[Part2] Reinstate llama.cpp Compatibility and GGUF Conversion with Multiple Quantizations and Automated Ollama Modelfile Creation by rolandtannous · Pull Request #3356 · unslothai/unsloth

rolandtannous · 2025-09-23T00:40:16Z

PROBLEM

Depends on unslothai/unsloth-zoo#302
The existing GGUF conversion system was non-functional, due to upstream changes in llama.cpp and broken llama.cpp integration. Users encountered critical issues when trying to convert fine-tuned models to GGUF format for deployment:

llama.cpp installation process frequently failed
Users were sometimes limited to only a few basic quantization types
Ollama Modelfile creation required users to manually call get_chat_template() as a prerequisite step
Several Ollama chat templates were missing required Modelfile directives (FROM, TEMPLATE) and failed when using ollama create

SOLUTION

Two-Stage Conversion Architecture

Two-stage conversion approach that separates high-precision base conversion from multi-target quantization:

Stage one: converts models to optimal intermediate precision formats (f32/f16/bf16) using convert-hf-to-gguf.py.
Stage two: applies llama-quantize for precise quantization to all requested formats.

Critical fix: Updated first-conversion precision logic as new llama.cpp versions no longer support requantizing from q8_0 format, preventing conversion failures with recent llama.cpp builds.

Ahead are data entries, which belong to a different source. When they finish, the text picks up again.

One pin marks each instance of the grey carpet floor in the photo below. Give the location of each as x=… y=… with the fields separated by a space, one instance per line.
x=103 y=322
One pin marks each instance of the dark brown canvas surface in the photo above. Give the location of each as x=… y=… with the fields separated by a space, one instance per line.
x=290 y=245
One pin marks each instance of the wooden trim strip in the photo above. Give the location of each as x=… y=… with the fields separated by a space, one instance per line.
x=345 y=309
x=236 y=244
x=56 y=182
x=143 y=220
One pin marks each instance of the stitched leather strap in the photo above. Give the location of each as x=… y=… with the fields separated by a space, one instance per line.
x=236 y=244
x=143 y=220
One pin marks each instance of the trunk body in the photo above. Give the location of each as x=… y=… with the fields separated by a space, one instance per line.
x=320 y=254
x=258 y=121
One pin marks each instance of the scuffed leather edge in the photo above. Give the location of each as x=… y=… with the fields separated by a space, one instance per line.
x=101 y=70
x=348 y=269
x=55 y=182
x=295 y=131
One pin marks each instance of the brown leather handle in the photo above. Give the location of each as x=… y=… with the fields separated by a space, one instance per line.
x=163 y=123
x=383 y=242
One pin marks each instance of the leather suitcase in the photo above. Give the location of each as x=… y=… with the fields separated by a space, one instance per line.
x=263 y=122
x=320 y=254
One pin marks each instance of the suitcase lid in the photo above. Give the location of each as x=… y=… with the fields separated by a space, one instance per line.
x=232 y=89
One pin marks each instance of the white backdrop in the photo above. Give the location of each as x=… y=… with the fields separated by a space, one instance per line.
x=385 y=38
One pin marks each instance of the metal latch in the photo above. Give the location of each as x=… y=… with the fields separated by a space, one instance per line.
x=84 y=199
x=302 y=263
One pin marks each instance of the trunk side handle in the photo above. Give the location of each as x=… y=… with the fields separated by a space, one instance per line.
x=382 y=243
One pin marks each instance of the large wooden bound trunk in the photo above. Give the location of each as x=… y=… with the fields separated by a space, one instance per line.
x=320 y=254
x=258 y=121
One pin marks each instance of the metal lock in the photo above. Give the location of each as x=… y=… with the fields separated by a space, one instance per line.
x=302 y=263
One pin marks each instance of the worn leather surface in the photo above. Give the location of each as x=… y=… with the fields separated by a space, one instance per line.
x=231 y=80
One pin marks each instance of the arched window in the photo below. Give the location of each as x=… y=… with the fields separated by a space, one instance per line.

Full llama.cpp Quantization Support with Multi-Format Processing

Extended quantization method support to all quantization formats available in llama.cpp. Users can also specify multiple quantization formats in single operations:

quantization_method=["q8_0", "q4_k_m", "q5_k_m", "q2_k"]

The system performs the expensive initial conversion once, then generates all quantization variants from the intermediate representation, eliminating redundant processing and significantly reducing storage overhead and conversion time.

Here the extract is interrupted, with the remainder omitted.